Last night I made a filo topped fish pie:
Poach some haddock and salmon in some milk, with half a chopped onion, pepercorns, bayleaf and season according to taste.
Remove once the fish is starting to flake, but still a little firm and put in an oven proof dish.
Reserve the milk/sauce from the pan.
Melt some butter, and add some flour, and some single cream to make a thick bechamel type of sauce. Slowly and bit by bit add the reserved poaching milk until you get the consistency that you're after. Add some grated gruyere (or emmental if you can't find gruyere), a spoon of dijon mustard and chopped up a bunch of watercress. Once the sauce is at a suitable consistency you can then pour over the fish in the dish.
Then, grab some filo (I didn't make it - too much hard work
) paint with melted butter, and crumple and place ontop of the fish, repeat until it's completely covered. Then bake in the oven until golden brown!
Et voila!:
Then for pud I made some pasteis de nata - custard tarts.
Start by making puff pastry - or buy it. I bought it, but it's bloody hard work and a PITA. Worth it for taste, but if you get a good quality butter puff from a reputable store I'm sure they'll turn out just as good.
Roll the puff pastry out thinly, then cut in half, then place the 2 halves ontop of one another and roll uptightly like a Swiss roll. Then cut into discs, and then roll them out to flatten them and put into a buttered tartlette dish. When rolling and preparing the pastry use a mixture of icing sugar and flour to stop things sticking.
For the custard, put some corn flour and milk in a pan with some caster sugar, add a vanilla pod and a stick of cinnamon, and stir until it thickens. Have 6 egg yolks in a bowl ready, and pour half the mixture into the eggs whisking slowly but making sure it's all mixed in well.
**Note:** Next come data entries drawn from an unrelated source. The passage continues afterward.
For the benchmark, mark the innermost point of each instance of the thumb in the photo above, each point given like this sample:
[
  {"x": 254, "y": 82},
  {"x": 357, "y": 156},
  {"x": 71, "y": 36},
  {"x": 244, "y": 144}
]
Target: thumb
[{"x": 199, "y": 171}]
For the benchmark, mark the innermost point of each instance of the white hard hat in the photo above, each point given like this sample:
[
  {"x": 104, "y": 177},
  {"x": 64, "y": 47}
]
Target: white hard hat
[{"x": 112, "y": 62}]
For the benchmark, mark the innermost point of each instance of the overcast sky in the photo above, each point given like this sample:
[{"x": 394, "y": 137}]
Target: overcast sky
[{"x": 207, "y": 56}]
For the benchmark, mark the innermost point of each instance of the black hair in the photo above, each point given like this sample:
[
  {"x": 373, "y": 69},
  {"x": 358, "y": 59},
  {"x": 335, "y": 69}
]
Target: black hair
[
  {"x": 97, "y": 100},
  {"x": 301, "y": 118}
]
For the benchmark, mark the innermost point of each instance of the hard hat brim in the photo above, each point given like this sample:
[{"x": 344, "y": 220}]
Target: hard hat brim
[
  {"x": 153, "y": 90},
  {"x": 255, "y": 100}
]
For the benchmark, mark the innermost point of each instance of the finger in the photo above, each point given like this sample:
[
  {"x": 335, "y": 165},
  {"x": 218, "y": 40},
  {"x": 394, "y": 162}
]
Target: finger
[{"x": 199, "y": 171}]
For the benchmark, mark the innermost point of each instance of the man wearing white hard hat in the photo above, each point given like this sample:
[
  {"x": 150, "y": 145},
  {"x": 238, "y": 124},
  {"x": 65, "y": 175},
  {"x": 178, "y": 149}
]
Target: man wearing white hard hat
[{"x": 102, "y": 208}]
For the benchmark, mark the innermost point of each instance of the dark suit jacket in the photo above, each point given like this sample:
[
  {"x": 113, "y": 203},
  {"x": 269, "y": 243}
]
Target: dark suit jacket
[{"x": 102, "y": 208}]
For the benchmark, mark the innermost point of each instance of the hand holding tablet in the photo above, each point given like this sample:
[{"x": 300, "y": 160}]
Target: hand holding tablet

Add the egg/milk mixture back into the pan, whisking constantly and slowly (on a relatively low heat, you don't want it to split or start scrambling the eggs) until it thickens. Then when ready, remove cinnamon stick and vanilla pod.
Dust with cinnamon and icing sugar et voila:
and
They went down well - put a little too much sugar into the custard, but once cooked it didn't taste too bad, actually, without wanting to sound big headed, I thought they were bloody delicious! A lot of work though, but the reward is worth it.